Evime yerleştikten hemen sonra edindiğim harita ile yaptığım kısa bir mesai sonrasında keşfetmek için çokta fazla seçeneğimin olmadığım, görülecek yerleri bir sıraya dizerek bir aylık zamana yaymam gerektiğine karar verdim.

Dil eğitimi için geldiğim Malta’nın gelirinin %97 sini turizm oluşturuyor. Ülkede elliden fazla dil okulu bulunmakta.

Günün ilk keşfini bir ay boyunca gideceğim okula doğru yapmaya karar verdim. Yaklaşık on beş dakikalık muhteşem manzaraya sahip sahil boyunca yürürken, sağlık bilincinin ne kadar yüksek bir yerde olduğumu hemen anlıyorum. Daha sonraları da bu düşüncemi pekiştirdim. Günün her saati her yaştan insanı koşarken görüyorsunuz. Sanki az ilerden bir parkuru koşmak için start verilmiş gibi...

St. Julians bölgesi; deniz kenarında, dev kayaların üzerinden denize girilebilen, canlı, yaşamak için son derece keyifli bir bölge. Okulların bulunduğu Paceville bölgesi ise gündüzleri normal hayatın devam ettiği, geceleri ise kimlik değiştirip sabaha kadar eğlencenin sürüp gittiği adanın kalbi halini alıveriyor.

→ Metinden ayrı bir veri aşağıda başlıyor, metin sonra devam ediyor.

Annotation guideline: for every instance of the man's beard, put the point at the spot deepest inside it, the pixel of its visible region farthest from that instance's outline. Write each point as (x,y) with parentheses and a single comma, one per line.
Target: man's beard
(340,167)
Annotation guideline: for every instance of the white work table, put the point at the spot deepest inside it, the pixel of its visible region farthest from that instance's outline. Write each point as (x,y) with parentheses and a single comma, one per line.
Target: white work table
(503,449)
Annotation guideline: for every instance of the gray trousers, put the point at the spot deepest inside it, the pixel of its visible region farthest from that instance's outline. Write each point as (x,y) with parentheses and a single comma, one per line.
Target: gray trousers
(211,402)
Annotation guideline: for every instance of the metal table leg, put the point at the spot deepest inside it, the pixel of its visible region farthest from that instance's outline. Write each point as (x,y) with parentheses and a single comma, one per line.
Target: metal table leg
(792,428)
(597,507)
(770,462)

Malta bana ben Malta'ya kısa sürede alıştık. Tek alışamadığım ise sokaklarda görebildiğim başıboş hayvanlar...

Keşif planlamamın ilk durağı Valetta oldu. Valetta şehri ismini; şövalyelerin büyük ustası diye anılan Jean Parisot De La Valetta'dan almış. 1530 da Malta'ya yerleşen şövalyeler 1565 de Osmanlı'nın dört aylık kuşatmasına karşı koyarak Sicilya'dan gelen yardımla galip gelmişlerdir. Malta bu sebeple şövalyeleri ile anılır.

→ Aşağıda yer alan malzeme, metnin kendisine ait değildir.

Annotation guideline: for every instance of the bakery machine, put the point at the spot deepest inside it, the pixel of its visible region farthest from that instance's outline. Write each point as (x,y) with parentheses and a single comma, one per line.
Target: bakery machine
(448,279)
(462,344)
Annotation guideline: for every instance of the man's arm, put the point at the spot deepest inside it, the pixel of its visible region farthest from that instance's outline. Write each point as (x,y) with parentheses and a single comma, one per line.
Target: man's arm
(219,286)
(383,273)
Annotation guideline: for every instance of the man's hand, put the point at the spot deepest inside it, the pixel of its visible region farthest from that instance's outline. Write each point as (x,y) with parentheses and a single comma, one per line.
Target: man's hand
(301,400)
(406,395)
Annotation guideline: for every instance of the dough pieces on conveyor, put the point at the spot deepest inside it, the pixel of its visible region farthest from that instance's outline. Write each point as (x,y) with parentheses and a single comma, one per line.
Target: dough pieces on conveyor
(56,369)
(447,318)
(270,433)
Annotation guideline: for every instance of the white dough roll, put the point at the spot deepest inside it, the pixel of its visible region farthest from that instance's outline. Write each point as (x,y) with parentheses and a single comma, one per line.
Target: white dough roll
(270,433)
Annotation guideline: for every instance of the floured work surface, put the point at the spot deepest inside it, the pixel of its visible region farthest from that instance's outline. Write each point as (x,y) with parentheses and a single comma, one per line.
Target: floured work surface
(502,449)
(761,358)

Halkı Katolik olan Malta'da göz alıcı bir çok katedral ve kilise bulunmaktadır. Valetta bir yarım ada görüntüsünde olup ülkenin başkentidir. Muazzam tarihi dokuya sahip sokakları, surları arasında dolaşırken, o rengârenk ahşap kapılar, sizi başka zamana taşıyıveriyor. Sokak aralarında ki müzisyenler gittiğiniz zamanı pekiştiriyor. Surlar boyunca yürürken önünüze soluklanmanız için çıkıveren bahçeler, seyir teraslan ile fotoğraf çekmek için gerekli tüm detayları hazırlıyor.

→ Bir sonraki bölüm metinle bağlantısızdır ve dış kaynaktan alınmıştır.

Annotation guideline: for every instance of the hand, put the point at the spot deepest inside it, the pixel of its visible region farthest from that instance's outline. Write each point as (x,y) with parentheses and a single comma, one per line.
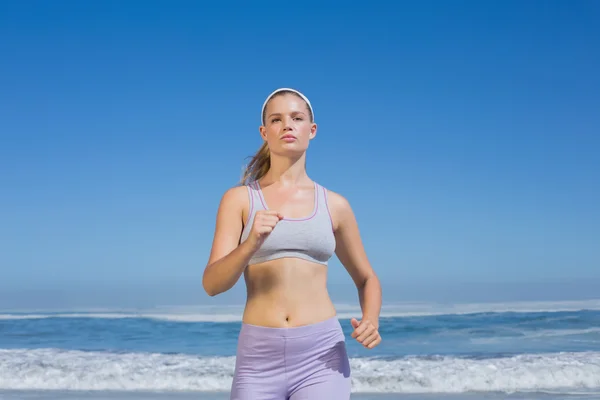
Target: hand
(365,333)
(263,225)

Parke taşlı yollarda yürürken asansörle deniz tarafına (water front' denilen bölge) inerseniz; soluklanıp bir şeyler yiyip, Valetta şaraplarının tadına bakmak için gayet uygun bir yer. Water front'dan bahsederken Valetta'nın büyük limanıyla dünya denizciliğinde önemli bir yere sahip olduğundan bahsetmemek olmaz.

Tarih boyunca bir çok işgale uğramış ve Malta'da ilk görülmesi gereken yerlerden biri oluvermiş.

Malta'da dolaşırken hiç evsizlere rastlamıyorsunuz. Ekonomik sıkıntı çekmeyen, AB üyesi ülke, nüfusun yoğun olmaması nedeniyle refah düzeyi hayli iyi.

Valetta meydanda (halk) otobüs istasyonu bulunmakta. Buradan istenilen her yere ulaşım mümkün.

Hava yürümek için hep güzeldi, eğer vaktimde varsa yürümeyi tercih ettim yakın mesafelerde.

Sahil taraflarında Valetta'dan eve dönüş yolunda Sliema var. Yol boyunca irili ufaklı lüks tekneler eşlik eder. Sliema mağazaların, cafe, restaurantların çokça olduğu her aradığınızı bulabileceğiniz gelişmiş bölgelerden birisi.

237 kilometre karelik Malta'nın 137 kilometre karelik uzunluğunda eşsiz güzellikte kumsalları , koyları, limanları dışında iç kesimlerde görülmeye değer en önemli şey ise Mdina. Yani; sessiz şehir olarak anılan Malta'nın bir dönem kalbinin attığı yer diyebiliriz.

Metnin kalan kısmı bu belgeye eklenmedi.